What makes a good innovator? Jason Miller dives into the best ways an innovator can improve their digital strategy.

For years we have seen surveys and research data about how innovation is a top growth driver for organizations across industries. CEOs and executives often lament their organizations’ ability to “be more innovative” and “think bigger.”

For me, innovation has always been an area of interest and professional curiosity, because it’s so hard to get right. Even the most successful innovators like Apple and Google can’t (or won’t) explain what makes their innovation efforts so successful.

With the rise of innovation, we have seen many organizations use digital as a growth lever to stimulate innovation initiatives. As digital strategy leaders, we need to take a hard look at the best practices for improving innovation within our organization. How exactly do we do this?

Here are five things that innovators can do to improve their digital strategy:

1. Foster a culture of innovation

Steve Jobs didn’t invent the iPhone by himself, he had the Apple organization behind him. Even the best leaders need help executing their innovation initiatives.

Give people the autonomy they need to think creatively about problem-solving. This doesn’t mean they have the autonomy to decide what digital strategy projects to work on, but they should have the autonomy to decide how to execute the project.

2. Think big, start small, act fast

Understand how innovation supports – or accelerates – the digital strategy. Think broadly about what your organization truly needs to move the needle: this could be accelerating new product development, pivoting the business model, reimagining the way employees do their job or creating entirely new customer experiences. Identify the techniques and tools needed to tap the natural creativity of customers and employees to create a “free market of ideas.”

The other side of the innovation challenge is execution. Build your innovation team with the right mix of internal employees and external partners to mitigate skills gaps. Develop a process that defines roles and responsibilities of innovation team members and interaction points with other departments and teams in the organization. Don’t isolate the innovation team from the larger organization. You will need these interactions and trusted relationships to scale innovation initiatives.
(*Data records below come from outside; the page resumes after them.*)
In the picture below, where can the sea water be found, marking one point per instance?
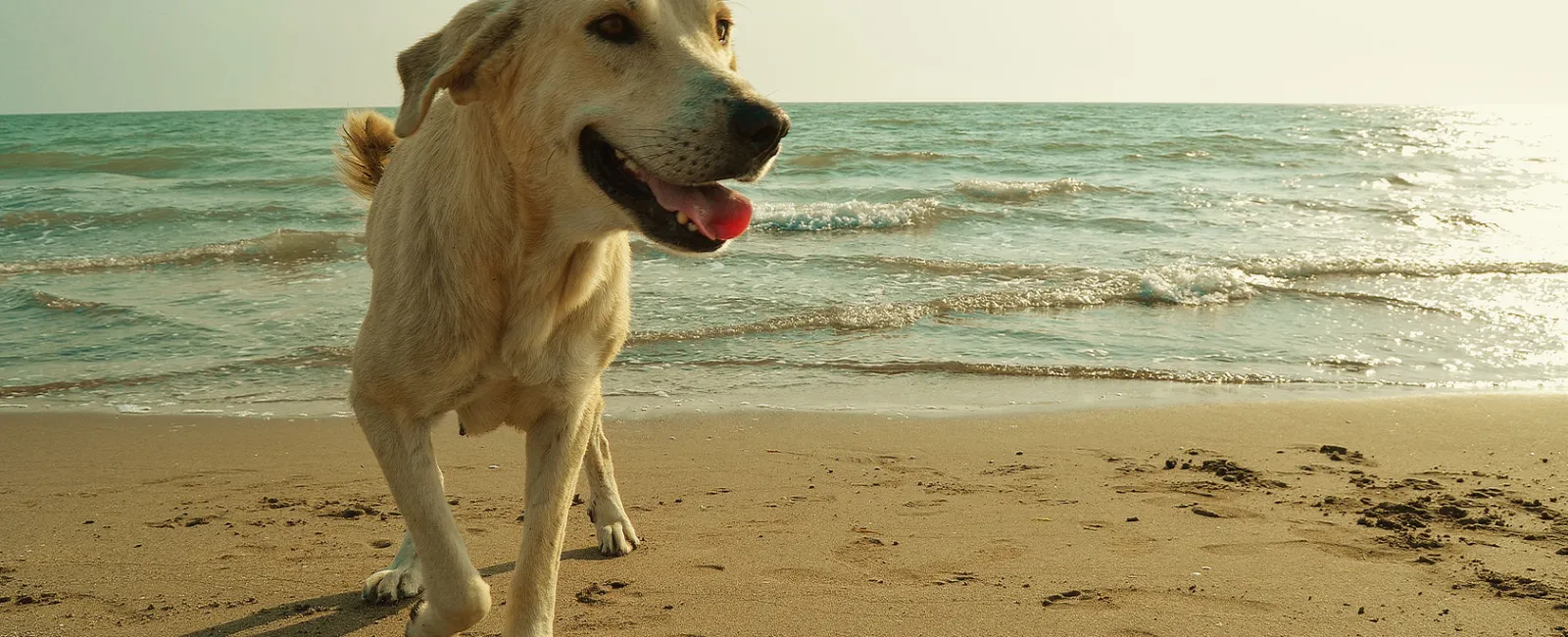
(193, 261)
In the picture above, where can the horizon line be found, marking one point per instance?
(862, 102)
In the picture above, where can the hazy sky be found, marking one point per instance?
(109, 55)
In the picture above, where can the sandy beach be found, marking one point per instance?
(1385, 516)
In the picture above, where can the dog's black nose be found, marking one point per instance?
(760, 124)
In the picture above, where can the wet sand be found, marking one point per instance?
(1390, 516)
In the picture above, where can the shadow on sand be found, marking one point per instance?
(333, 615)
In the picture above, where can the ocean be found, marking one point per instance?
(904, 256)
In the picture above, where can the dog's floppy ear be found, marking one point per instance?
(452, 59)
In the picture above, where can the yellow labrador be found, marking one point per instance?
(533, 137)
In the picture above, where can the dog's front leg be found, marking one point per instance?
(455, 595)
(616, 535)
(557, 443)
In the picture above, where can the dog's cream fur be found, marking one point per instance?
(502, 270)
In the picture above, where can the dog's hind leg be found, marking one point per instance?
(557, 443)
(455, 595)
(402, 579)
(616, 535)
(397, 582)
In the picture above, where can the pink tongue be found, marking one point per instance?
(718, 212)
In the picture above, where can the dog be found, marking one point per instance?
(533, 137)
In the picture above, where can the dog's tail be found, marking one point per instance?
(363, 159)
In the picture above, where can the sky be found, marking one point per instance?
(122, 55)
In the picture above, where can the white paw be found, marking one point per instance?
(394, 585)
(616, 535)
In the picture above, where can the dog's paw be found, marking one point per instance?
(460, 612)
(394, 585)
(616, 535)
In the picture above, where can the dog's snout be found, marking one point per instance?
(758, 124)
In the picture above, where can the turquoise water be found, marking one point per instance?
(196, 259)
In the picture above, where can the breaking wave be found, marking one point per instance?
(1082, 372)
(1175, 287)
(855, 216)
(1308, 267)
(1024, 192)
(282, 247)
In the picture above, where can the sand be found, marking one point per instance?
(1423, 516)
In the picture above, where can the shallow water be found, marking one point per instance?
(196, 259)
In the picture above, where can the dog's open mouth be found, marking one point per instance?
(694, 219)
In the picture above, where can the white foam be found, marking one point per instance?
(1019, 192)
(854, 216)
(1201, 286)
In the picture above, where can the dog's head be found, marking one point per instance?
(640, 94)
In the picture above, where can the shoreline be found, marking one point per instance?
(791, 391)
(833, 522)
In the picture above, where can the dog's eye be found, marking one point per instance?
(615, 28)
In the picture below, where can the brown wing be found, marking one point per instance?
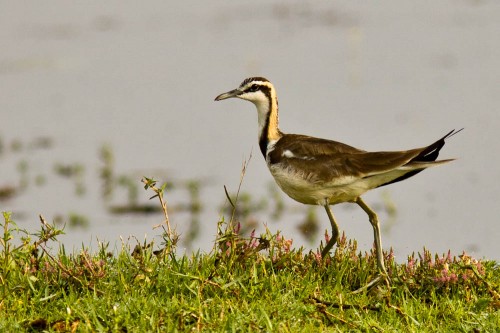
(320, 160)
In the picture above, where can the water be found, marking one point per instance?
(143, 78)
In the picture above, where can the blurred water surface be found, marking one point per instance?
(142, 79)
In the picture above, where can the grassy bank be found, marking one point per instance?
(246, 283)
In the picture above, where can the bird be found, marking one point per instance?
(316, 171)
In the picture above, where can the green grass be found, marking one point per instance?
(256, 283)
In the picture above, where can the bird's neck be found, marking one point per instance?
(269, 131)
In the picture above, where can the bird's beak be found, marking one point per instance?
(229, 94)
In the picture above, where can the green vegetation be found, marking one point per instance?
(246, 283)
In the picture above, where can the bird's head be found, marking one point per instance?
(257, 90)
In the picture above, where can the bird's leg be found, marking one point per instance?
(376, 232)
(335, 232)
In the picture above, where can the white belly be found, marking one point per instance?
(316, 193)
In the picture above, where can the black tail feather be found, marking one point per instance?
(429, 154)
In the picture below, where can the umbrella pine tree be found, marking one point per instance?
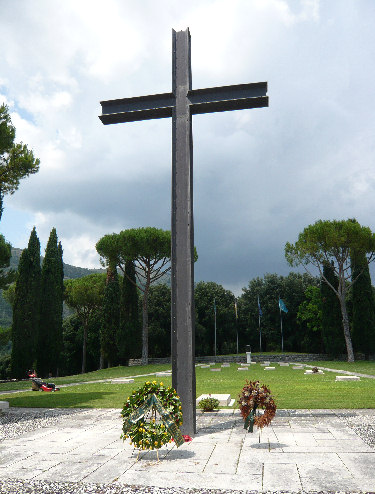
(110, 317)
(129, 338)
(333, 338)
(363, 320)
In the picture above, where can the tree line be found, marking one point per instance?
(333, 312)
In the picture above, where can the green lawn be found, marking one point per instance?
(111, 373)
(291, 388)
(362, 366)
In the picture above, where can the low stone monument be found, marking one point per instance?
(224, 399)
(348, 378)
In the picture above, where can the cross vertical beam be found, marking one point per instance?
(181, 104)
(183, 335)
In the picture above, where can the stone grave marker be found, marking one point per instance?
(348, 378)
(224, 399)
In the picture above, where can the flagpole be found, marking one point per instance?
(215, 324)
(282, 336)
(235, 308)
(260, 328)
(260, 335)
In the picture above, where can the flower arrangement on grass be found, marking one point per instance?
(253, 397)
(208, 404)
(150, 431)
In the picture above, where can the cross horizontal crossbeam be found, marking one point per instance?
(215, 99)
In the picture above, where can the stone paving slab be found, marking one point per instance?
(301, 451)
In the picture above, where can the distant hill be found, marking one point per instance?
(69, 273)
(69, 270)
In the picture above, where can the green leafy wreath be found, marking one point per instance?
(150, 432)
(252, 397)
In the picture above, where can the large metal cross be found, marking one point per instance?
(181, 104)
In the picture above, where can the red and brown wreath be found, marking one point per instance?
(255, 396)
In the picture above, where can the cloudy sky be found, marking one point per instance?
(260, 176)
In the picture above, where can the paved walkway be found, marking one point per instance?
(301, 451)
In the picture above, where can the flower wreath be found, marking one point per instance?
(255, 396)
(150, 432)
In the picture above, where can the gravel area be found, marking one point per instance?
(16, 422)
(37, 487)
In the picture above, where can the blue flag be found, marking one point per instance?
(282, 306)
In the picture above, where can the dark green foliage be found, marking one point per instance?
(71, 361)
(85, 295)
(363, 318)
(204, 295)
(159, 310)
(111, 318)
(6, 275)
(50, 327)
(26, 309)
(333, 338)
(129, 338)
(150, 249)
(16, 161)
(309, 317)
(291, 289)
(5, 372)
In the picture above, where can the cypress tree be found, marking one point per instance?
(110, 318)
(26, 309)
(50, 328)
(333, 338)
(363, 322)
(129, 338)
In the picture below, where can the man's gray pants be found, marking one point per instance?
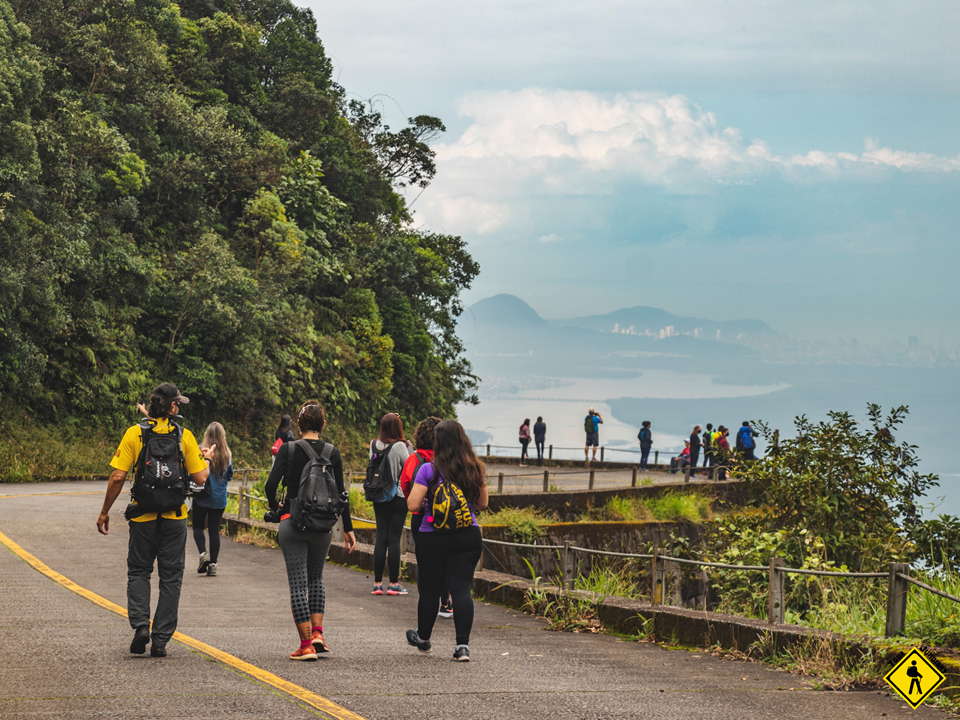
(166, 545)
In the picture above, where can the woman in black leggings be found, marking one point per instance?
(450, 556)
(211, 501)
(305, 552)
(390, 509)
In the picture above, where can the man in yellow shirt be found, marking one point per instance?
(155, 536)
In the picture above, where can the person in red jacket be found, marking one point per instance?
(423, 441)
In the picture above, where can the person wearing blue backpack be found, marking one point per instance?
(745, 442)
(388, 453)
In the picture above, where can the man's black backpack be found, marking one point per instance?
(380, 483)
(160, 475)
(318, 503)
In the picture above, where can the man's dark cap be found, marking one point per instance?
(169, 391)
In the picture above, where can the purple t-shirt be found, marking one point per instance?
(425, 478)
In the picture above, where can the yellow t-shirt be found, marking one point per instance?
(129, 450)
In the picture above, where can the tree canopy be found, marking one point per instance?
(187, 195)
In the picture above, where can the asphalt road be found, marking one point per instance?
(61, 656)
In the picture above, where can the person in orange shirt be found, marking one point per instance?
(158, 513)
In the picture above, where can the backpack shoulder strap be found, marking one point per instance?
(308, 448)
(327, 452)
(291, 451)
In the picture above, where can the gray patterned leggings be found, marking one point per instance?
(305, 554)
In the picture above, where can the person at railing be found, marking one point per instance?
(524, 439)
(305, 552)
(694, 449)
(540, 437)
(390, 508)
(423, 440)
(708, 437)
(722, 452)
(448, 556)
(591, 425)
(210, 501)
(646, 442)
(682, 460)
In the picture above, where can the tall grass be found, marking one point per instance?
(689, 507)
(524, 525)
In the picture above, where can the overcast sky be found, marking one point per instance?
(795, 163)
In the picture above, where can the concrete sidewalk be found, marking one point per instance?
(64, 657)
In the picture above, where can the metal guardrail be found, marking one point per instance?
(665, 571)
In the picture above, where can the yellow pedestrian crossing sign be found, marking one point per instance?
(915, 676)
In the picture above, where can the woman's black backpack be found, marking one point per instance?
(318, 503)
(160, 475)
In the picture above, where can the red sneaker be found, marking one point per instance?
(304, 652)
(319, 644)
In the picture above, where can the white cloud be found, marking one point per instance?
(552, 237)
(646, 135)
(537, 143)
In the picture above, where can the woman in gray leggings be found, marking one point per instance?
(306, 552)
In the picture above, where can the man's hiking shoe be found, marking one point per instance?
(140, 640)
(319, 644)
(414, 639)
(304, 652)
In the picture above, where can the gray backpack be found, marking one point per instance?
(318, 504)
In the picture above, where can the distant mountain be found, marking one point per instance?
(651, 321)
(507, 311)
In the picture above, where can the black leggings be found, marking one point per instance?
(391, 516)
(447, 558)
(207, 518)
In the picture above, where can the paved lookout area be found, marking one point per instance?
(63, 656)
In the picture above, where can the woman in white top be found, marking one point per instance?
(389, 507)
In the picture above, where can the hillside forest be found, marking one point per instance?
(187, 195)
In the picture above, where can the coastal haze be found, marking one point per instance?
(674, 371)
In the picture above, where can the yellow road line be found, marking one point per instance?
(88, 492)
(268, 678)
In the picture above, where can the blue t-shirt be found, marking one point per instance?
(217, 500)
(425, 478)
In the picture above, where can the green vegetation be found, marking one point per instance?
(186, 194)
(688, 507)
(524, 525)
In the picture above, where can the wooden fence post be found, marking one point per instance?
(567, 569)
(671, 576)
(897, 599)
(775, 594)
(656, 579)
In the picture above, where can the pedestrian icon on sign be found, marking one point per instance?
(912, 669)
(915, 678)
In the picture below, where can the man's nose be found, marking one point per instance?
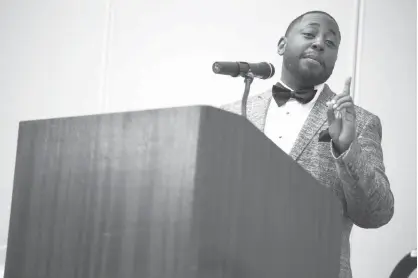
(318, 44)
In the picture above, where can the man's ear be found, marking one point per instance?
(281, 46)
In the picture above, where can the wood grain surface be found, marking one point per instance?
(189, 192)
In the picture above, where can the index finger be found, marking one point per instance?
(347, 86)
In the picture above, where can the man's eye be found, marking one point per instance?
(308, 35)
(330, 43)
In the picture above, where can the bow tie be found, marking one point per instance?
(281, 94)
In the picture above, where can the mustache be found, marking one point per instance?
(313, 56)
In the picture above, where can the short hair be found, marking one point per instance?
(299, 19)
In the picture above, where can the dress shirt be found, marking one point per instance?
(284, 123)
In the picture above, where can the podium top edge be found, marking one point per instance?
(150, 110)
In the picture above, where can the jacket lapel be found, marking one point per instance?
(317, 117)
(257, 107)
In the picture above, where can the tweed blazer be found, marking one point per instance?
(357, 177)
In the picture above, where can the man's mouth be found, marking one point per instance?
(312, 59)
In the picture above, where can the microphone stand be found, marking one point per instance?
(248, 79)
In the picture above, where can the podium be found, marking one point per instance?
(187, 192)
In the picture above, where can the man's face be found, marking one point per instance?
(311, 49)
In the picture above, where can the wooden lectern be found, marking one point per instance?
(189, 192)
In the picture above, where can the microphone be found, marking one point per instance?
(261, 70)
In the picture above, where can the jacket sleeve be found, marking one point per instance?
(370, 202)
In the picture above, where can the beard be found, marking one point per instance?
(308, 73)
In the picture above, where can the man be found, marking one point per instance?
(337, 142)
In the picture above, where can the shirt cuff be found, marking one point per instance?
(347, 162)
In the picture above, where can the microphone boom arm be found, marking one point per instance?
(248, 79)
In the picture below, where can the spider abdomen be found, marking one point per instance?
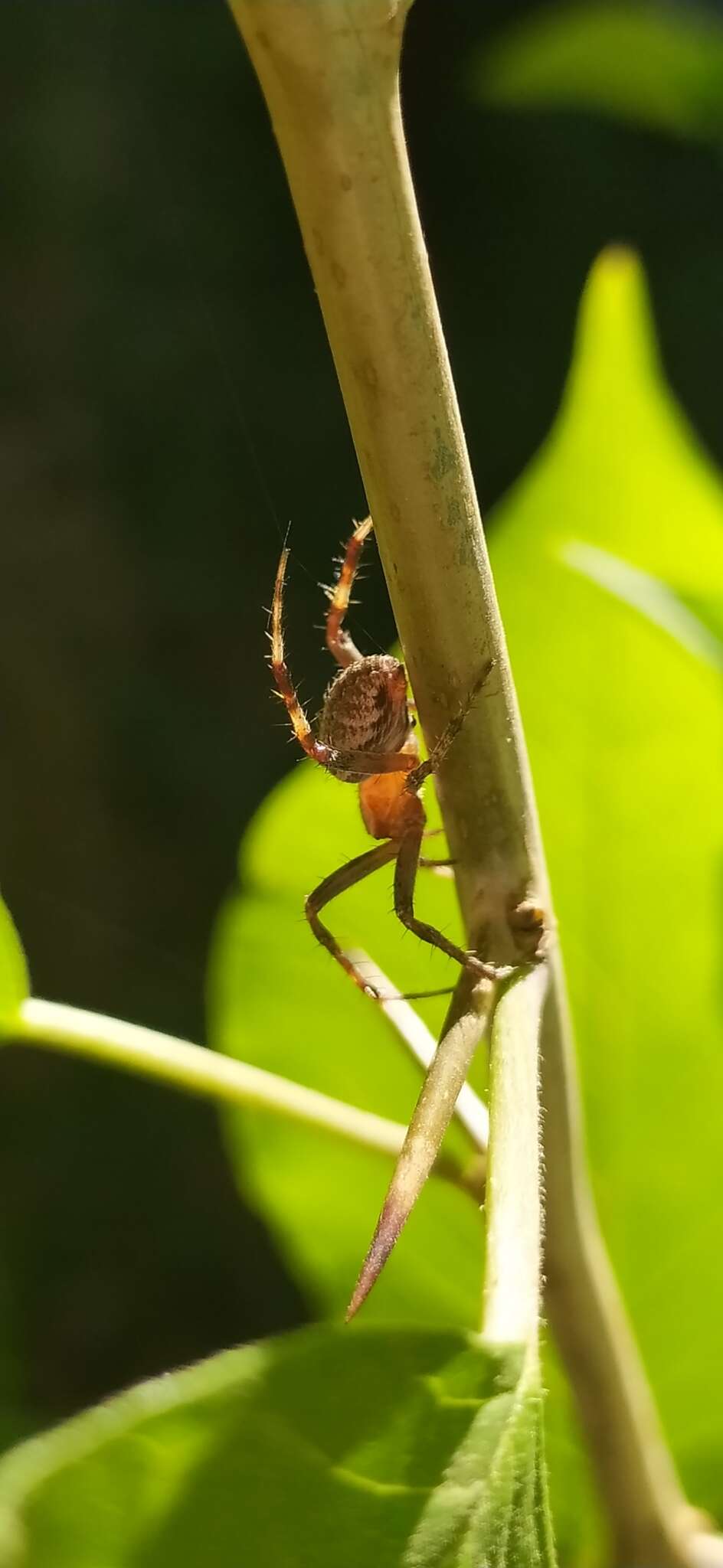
(366, 709)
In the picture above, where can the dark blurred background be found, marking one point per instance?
(168, 405)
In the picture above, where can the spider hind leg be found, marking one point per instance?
(405, 877)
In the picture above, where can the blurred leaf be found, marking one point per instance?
(646, 63)
(328, 1446)
(15, 981)
(625, 728)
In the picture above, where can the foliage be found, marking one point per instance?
(410, 1448)
(15, 982)
(634, 61)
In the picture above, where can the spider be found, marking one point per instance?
(366, 737)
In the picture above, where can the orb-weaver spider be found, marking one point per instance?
(366, 737)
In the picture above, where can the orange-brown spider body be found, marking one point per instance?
(366, 737)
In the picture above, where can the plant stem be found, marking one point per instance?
(330, 76)
(209, 1074)
(513, 1197)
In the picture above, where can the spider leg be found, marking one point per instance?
(369, 763)
(405, 878)
(449, 734)
(283, 678)
(338, 640)
(338, 882)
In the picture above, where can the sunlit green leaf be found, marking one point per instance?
(405, 1449)
(15, 982)
(625, 725)
(649, 63)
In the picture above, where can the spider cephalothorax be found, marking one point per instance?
(366, 737)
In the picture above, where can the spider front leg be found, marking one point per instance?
(281, 673)
(338, 640)
(438, 753)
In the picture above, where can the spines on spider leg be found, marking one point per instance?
(425, 1132)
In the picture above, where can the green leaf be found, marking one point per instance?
(405, 1449)
(625, 725)
(651, 64)
(15, 981)
(278, 999)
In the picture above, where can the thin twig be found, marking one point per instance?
(469, 1109)
(195, 1070)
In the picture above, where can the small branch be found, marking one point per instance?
(469, 1109)
(432, 1117)
(209, 1074)
(513, 1200)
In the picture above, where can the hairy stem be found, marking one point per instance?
(330, 76)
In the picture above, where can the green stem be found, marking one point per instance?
(200, 1071)
(513, 1197)
(330, 76)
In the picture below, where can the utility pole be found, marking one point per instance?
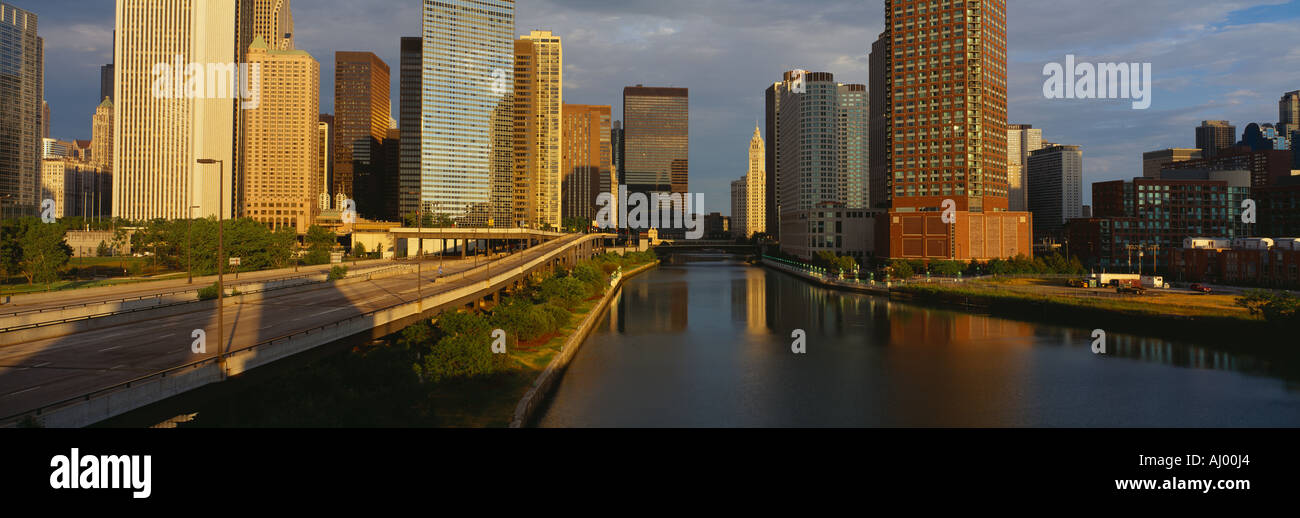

3. Don’t wing it – use research to truly understand the customer experience

Great ideas and digital strategies don’t just happen. They are informed by customer research and insights. Get out of the office and talk with customers, frontline employees and people who operate at the edge of organizations. Mix and match creative research techniques such as ethnography research, design thinking, human-centered design, crowdsourcing and gamification to understand the factors that improve the customer experience.

4. Good innovators borrow, great innovators steal

Good innovators look at what others are doing in their industry, learn from these in-market experiments and apply these ideas to their own organization, with the goal of avoiding some of their competitor’s mistakes.

Great innovators look at what is happening in other industries and “steal” these ideas to disrupt their core market. For insurance companies, this could mean pivoting to a business model that uses crowdsourcing and demographic data for underwriting highly personalized policies which are sold directly to consumers and commercial lines buyers. In the media and entertainment industry, Disney is embracing a new business model that replaces distribution of movies and sports content through middlemen such as Netflix and cable TV companies in favor of selling directly to consumers via the Disney website and mobile apps.

5. Imagine the future and work backward

Innovators are futurists, and they are continuously imagining the next big thing. While it’s impossible to predict what the world will look like in 10 years, it’s important to understand where the world is now and where it will be tomorrow.

  • Imagine the Future

Voraciously consume information by perusing websites on a daily basis for statistics, trends, developments, inventions, and breakthroughs. Attend industry events, listen to webinars, meet with customers, and read several books a month. Patterns will emerge that allow us to envision future scenarios based on current trends. For example, if the percentage of people buying electric cars is increasing over time, we know that changes to the power grid will be needed to accommodate how people charge their vehicles, and we can begin to think about what the future will look like and what technologies will be needed to get there.

  • Begin to Work Backwards

Once we conceive several possible scenarios, we begin to work backward. This is essentially the opposite of forecasting. First, we envision a future state scenario. Consider a future world in which flying cars are everywhere. What steps are needed for flying cars to become reality in the future? This list could include vehicle costs, air traffic control considerations, energy sources, acceptable flying ranges, take-off and landing requirements, the safety of “drivers” and the public, collision avoidance technology, networking and computing systems, and alternative solutions.

Once you have this list, you’re ready to develop predictions, which should be short statements about what will happen in a given period of time. Avoid using exact dates, because even the best innovators don’t really know for sure what the future holds, and specific dates are less relevant than definitive trends. Share your predictions in presentations and industry articles to get feedback. Use these predictions to press for change, training, and coaching at the executive level, at the department level and at the individual employee level. Operating across multiple organizational levels is required to create the “burning platform” for change and instilling a culture of innovation.